Career Day can be a real eye-closer

I recently was invited to Career Day at Aiea High School, from whence I graduated in 1972 after four years of being in the Downward Bound Program, and, I might add, four years during which I never uttered the word "whence."

I really hate Career Days. Perhaps that's too strong. I mean, I really despise Career Days. First, because I think it's kind of sad to stand someone like me in front of a bunch of impressionable kids as an example of someone who has a career. And secondly because the "career" of professional humor columnist doesn't come with a cool uniform. And every time I've had to address a classroom of high school students at a Career Day I've always had to follow a motorcycle cop, fireman or organized crime hitman ... all of whom had cool uniforms.

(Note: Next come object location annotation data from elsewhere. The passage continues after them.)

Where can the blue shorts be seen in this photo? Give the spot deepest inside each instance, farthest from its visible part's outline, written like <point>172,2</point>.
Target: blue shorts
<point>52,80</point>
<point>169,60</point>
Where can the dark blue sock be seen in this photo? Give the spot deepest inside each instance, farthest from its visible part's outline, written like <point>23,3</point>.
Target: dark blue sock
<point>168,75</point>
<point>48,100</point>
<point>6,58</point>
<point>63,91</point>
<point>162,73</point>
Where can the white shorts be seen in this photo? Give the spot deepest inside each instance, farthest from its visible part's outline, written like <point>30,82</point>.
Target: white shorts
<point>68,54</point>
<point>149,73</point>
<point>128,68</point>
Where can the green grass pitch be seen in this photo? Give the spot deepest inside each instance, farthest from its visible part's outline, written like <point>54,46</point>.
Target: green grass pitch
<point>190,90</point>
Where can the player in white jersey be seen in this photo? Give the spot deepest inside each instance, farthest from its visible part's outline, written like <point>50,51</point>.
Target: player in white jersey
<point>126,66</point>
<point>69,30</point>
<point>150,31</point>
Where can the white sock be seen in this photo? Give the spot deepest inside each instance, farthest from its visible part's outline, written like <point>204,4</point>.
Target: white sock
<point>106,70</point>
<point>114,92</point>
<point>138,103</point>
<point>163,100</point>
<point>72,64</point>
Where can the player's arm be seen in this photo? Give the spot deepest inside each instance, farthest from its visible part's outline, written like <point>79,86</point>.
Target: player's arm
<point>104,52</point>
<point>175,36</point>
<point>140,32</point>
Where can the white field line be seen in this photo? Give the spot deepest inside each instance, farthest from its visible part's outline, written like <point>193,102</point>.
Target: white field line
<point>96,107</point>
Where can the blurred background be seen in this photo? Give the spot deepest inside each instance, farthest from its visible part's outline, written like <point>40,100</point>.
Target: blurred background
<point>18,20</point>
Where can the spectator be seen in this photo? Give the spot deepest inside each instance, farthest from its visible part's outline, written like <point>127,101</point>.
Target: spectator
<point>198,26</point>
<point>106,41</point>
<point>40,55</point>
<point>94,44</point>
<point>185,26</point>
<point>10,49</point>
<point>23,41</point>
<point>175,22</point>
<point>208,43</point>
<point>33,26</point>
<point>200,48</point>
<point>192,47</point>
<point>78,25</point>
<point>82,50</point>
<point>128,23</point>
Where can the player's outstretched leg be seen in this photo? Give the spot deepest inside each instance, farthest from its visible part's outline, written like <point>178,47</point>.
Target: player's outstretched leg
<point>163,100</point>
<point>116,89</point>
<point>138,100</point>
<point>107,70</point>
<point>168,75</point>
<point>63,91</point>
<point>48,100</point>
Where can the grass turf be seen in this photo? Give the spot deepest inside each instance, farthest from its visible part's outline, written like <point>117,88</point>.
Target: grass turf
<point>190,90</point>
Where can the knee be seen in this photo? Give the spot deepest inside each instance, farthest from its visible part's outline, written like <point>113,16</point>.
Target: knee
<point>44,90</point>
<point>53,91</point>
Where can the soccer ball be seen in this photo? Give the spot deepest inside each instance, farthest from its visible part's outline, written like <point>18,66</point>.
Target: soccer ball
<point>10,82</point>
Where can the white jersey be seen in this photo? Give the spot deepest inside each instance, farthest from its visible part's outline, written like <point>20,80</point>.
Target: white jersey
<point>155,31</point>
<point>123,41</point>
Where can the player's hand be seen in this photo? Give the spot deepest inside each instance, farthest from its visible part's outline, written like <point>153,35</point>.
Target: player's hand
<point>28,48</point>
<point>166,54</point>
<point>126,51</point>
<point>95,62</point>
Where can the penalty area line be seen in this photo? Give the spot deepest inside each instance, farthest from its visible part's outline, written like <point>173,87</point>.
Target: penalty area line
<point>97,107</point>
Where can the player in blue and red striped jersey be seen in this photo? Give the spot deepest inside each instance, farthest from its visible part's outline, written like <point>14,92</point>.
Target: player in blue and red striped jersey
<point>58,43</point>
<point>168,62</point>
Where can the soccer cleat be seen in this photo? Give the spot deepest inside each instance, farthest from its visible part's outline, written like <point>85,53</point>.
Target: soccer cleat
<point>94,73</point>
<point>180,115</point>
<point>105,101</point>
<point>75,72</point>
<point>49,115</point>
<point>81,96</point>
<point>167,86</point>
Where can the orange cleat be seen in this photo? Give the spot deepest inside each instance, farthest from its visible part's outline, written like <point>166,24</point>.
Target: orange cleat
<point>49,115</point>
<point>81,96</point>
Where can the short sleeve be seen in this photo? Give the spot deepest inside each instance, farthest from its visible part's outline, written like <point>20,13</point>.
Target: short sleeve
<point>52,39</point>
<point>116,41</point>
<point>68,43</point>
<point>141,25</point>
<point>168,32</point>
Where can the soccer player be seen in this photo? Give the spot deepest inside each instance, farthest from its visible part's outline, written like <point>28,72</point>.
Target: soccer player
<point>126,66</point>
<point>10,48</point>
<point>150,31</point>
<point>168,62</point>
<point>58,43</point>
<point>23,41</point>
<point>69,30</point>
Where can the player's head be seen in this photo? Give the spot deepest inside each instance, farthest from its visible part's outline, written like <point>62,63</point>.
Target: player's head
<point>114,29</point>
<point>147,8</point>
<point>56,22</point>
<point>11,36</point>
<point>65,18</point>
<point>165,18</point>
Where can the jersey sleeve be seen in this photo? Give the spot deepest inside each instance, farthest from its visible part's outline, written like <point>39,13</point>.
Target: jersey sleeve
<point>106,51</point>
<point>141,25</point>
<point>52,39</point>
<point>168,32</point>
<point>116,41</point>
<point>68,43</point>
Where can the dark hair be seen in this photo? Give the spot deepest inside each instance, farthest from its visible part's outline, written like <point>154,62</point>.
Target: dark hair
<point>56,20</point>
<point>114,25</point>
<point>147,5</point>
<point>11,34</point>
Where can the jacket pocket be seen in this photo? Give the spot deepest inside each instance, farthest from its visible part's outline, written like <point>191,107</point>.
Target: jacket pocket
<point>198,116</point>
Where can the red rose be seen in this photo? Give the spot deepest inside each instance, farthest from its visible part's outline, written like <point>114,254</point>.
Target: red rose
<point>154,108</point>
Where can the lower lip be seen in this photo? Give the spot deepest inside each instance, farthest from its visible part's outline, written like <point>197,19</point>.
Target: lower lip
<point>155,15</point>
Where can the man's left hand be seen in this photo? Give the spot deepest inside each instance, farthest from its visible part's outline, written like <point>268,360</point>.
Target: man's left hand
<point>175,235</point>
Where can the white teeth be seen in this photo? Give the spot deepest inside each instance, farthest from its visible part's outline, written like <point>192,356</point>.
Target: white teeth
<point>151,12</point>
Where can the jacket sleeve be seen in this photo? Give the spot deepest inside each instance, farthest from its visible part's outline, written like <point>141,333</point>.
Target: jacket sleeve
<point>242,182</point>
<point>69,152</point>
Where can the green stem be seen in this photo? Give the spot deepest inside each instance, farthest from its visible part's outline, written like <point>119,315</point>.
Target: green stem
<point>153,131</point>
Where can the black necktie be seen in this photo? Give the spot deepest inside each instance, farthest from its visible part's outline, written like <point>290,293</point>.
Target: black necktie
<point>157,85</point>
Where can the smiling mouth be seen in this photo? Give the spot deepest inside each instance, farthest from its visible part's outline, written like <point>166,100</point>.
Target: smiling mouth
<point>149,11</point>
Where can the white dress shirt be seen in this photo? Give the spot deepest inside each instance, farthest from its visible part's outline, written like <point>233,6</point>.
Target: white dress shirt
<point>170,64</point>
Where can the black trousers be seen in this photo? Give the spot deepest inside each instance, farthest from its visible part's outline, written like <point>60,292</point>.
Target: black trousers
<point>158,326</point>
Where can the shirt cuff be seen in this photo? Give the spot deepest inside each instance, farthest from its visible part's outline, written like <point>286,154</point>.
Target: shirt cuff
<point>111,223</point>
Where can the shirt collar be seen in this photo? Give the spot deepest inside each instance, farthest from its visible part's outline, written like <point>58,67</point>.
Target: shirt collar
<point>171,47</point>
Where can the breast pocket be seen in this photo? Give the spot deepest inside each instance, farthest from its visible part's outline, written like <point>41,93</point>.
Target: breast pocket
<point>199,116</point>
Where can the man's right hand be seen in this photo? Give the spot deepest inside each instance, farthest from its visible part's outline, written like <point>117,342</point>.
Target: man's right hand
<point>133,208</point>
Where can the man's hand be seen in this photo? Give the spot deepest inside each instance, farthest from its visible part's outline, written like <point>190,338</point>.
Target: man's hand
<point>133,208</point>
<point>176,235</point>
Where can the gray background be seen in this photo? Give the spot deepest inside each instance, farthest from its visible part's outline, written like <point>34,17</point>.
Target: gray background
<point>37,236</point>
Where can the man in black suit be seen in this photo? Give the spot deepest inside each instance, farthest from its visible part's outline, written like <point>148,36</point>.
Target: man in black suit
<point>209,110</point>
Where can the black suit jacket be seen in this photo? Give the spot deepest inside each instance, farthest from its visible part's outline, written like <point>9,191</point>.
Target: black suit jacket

Then the big doofus "newspaper person" (they never introduce me as a columnist but as some generic creature somehow associated with the newspaper industry) steps up in his outdated rumpled aloha shirt, high-water slacks and scruffy tennis shoes. (Hey, maybe columnists DO have a uniform!).

I approached Aiea High with familiar jealousy because two HPD motorcycles had been parked illegally in front of the school while I had to park my truck a mile away in the "Please Leave Valuables Where They Can Easily Be Stolen" section of the parking lot.

But I felt better when I entered the classroom and the current speaker was saying -- really -- "How many of you want to look at an actual Form 1040?" I would be following an accountant! And he didn't even have an official accountant's uniform! How great is that?

When it came my turn to speak, some 18 students had crammed into a classroom that could only hold 124 people and I launched into my boiler plate routine about having attended class in THIS VERY CLASSROOM and, man, after 35 years you'd think they'd get some freakin' air conditioning in here. What is this, Bangladesh?

Then I realized the third reason I hate Career Day: Looking at those young, beautiful, eager, glowing faces just makes me feel so very, very old. Suddenly I become the kind of speaker I've hated ever since I was sentenced to high school -- the grizzly Walter Brennan-type old crank saying things like, "Why, when I was your age we didn't have no newfangled gadgets like cellular phones, by cracky!"

Hoping to impart some wisdom on the supple sponge-like brains before me, I used all my powers of oration to convince them to find careers as cops, nurses, firemen, international arms smugglers ... anything, for the love of god, other than "newspaper person."

Then I returned to the parking lot from whence I came, accidentally pushing over a couple of HPD motorcycles on the way.

(Note to the actual students who attended my talk: Many thanks for having me. You may have noticed here that actual column writing has little to do with actual reality. Good luck with your actual careers.)